After completing the data analysis, we needed a baseline to see how our models would perform, so we tested out training data using a basic Linear Regression model. The results from this test gave us an R² of 0.9128 and an RMSE of 0.1198.
We then reduced features using Lasso Regression to make our models more accurate. In order to test this, we ran the different models with test data from before the feature reduction and after. Our first model was the Lasso Regression model, which resulted in an RMSE of 0.1180 before the feature reduction and an RMSE of .01103 after. This difference in results showed that the feature reduction made our model more accurate.

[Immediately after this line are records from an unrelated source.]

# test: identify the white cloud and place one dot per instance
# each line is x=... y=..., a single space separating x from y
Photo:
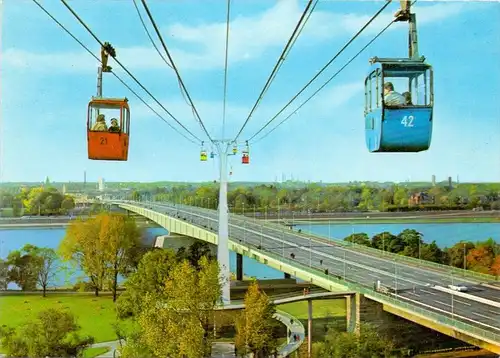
x=250 y=37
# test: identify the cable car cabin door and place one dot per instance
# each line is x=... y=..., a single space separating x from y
x=401 y=130
x=108 y=144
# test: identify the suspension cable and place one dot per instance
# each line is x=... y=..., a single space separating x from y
x=326 y=83
x=156 y=47
x=277 y=66
x=225 y=68
x=324 y=68
x=116 y=76
x=195 y=111
x=125 y=69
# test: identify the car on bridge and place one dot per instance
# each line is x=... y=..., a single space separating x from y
x=460 y=287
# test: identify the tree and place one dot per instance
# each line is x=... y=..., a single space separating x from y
x=256 y=327
x=495 y=266
x=412 y=241
x=381 y=241
x=23 y=269
x=82 y=246
x=45 y=261
x=152 y=272
x=54 y=333
x=4 y=274
x=175 y=322
x=431 y=252
x=198 y=250
x=480 y=259
x=121 y=236
x=454 y=256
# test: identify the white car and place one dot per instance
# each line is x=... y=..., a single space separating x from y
x=458 y=287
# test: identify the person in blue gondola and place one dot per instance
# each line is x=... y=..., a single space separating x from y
x=407 y=96
x=391 y=97
x=114 y=128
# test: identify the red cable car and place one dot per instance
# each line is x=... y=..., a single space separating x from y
x=245 y=159
x=108 y=143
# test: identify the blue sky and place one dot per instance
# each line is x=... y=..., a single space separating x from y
x=48 y=79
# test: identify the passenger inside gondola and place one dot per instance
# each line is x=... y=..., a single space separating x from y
x=391 y=97
x=100 y=124
x=115 y=128
x=407 y=97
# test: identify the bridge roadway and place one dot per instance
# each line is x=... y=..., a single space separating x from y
x=411 y=284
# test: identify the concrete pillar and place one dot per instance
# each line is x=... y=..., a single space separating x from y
x=353 y=303
x=239 y=267
x=309 y=328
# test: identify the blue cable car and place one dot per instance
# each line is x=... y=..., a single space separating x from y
x=399 y=98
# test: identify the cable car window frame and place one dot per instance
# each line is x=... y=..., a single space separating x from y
x=125 y=120
x=369 y=92
x=120 y=105
x=424 y=70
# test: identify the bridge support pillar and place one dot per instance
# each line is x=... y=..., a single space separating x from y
x=353 y=304
x=309 y=328
x=239 y=267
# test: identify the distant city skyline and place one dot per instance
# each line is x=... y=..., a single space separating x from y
x=50 y=80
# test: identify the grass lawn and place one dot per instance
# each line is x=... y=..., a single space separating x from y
x=321 y=308
x=94 y=314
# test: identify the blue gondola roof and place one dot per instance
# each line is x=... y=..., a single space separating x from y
x=379 y=63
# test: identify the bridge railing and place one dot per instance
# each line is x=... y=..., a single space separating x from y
x=413 y=308
x=410 y=260
x=372 y=251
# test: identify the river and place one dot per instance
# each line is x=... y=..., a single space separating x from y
x=445 y=234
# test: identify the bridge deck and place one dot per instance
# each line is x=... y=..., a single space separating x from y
x=352 y=268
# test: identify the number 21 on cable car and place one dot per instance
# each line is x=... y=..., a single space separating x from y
x=108 y=142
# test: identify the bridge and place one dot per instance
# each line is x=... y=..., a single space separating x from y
x=417 y=290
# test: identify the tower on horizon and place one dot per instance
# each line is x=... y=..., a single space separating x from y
x=101 y=184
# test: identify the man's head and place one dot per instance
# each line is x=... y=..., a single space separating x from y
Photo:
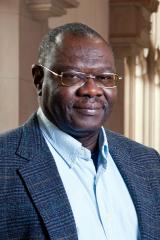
x=79 y=108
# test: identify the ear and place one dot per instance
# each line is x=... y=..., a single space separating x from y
x=38 y=74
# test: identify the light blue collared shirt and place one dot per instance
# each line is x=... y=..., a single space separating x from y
x=101 y=204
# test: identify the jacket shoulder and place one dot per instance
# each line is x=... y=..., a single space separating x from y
x=130 y=145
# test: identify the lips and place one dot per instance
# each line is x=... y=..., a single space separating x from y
x=88 y=109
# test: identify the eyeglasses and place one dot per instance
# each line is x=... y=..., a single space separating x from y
x=69 y=78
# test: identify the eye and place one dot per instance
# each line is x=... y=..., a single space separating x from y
x=71 y=78
x=105 y=77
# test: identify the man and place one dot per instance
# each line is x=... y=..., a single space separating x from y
x=62 y=176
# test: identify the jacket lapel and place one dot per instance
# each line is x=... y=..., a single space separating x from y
x=136 y=172
x=44 y=184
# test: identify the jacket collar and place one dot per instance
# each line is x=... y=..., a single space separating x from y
x=44 y=184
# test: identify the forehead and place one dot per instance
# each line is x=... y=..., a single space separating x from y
x=82 y=53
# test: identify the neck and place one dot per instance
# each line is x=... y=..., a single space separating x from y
x=88 y=141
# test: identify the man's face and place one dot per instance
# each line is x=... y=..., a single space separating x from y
x=78 y=110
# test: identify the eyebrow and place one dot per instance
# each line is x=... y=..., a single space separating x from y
x=68 y=67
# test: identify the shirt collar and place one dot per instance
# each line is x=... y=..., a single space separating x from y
x=68 y=147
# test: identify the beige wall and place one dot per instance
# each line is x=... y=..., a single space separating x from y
x=20 y=37
x=9 y=64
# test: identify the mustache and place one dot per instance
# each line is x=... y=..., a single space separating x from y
x=96 y=101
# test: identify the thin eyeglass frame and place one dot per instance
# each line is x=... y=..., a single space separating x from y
x=86 y=75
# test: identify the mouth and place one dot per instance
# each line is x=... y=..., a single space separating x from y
x=88 y=110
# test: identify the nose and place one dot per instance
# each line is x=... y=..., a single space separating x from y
x=90 y=89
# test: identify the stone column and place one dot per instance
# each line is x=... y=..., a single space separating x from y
x=129 y=34
x=22 y=24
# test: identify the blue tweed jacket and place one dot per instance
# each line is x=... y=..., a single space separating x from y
x=33 y=202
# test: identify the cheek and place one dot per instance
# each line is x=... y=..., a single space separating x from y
x=111 y=95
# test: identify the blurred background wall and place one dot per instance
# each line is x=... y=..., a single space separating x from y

We then proceeded on using our training data with a Ridge Regression model, which resulted in an RMSE of 0.1225 before the feature reduction and 0.1142 after the feature reduction. Once again the model performed better after the reduction, though not as well as the Lasso Reduction model. The final linear based model that was utilized was our Elastic-Net with Cross-Validation model. This model resulted in an RMSE of 0.1215 before the reduction and an RMSE of 0.1094 after the reduction, making it the best performing model of the linear based models we tested.
In order to determine whether we could get more out of our model and if we could drop more irrelevant features, we turned to Gradient Boosting to further optimize our model. In tuning our model we saw that there was going to be inherent overfitting on the training data because of how powerful the learning algorithm was. We performed a grid search in order to minimize this problem.
With fully optimized parameters the model had an R-squared value of 0.92 and an RMSE of 0.11 meaning that it performed very well, but only marginally better than the other models. The real value of Gradient Boosting was that we were able to identify the important features and eliminate the unimportant ones without a significant impact on model performance.
We saw that only a few features had much impact on the model and that feature importance quickly dropped off after those features. When we tested the model only using the 15-most important features (there were 63 used in the original model) we saw a very modest drop in performance. The R-squared value was 0.87 and the RMSE was 0.12. Thus, we concluded that the most informative model was a limited feature Gradient Boosted model.
So what really matters when it comes to housing prices? The most important feature by far was Overall Quality followed by Living Area and then Neighborhood followed by another steep drop in feature importance. We recommend that home buyers/sellers focus on quality first and foremost. Quality is the first thing to depreciate over time and must be tended to when preserving the value of a home.
This means that any work on the home should be focused on maintaining functionality as opposed to expensive additions or remodels. Living area SF and neighborhood are also important determinants of price, so be aware of size and location when purchasing a home. If a home is lacking in these qualities and still has a hefty price tag then it is probably not worth the extra money.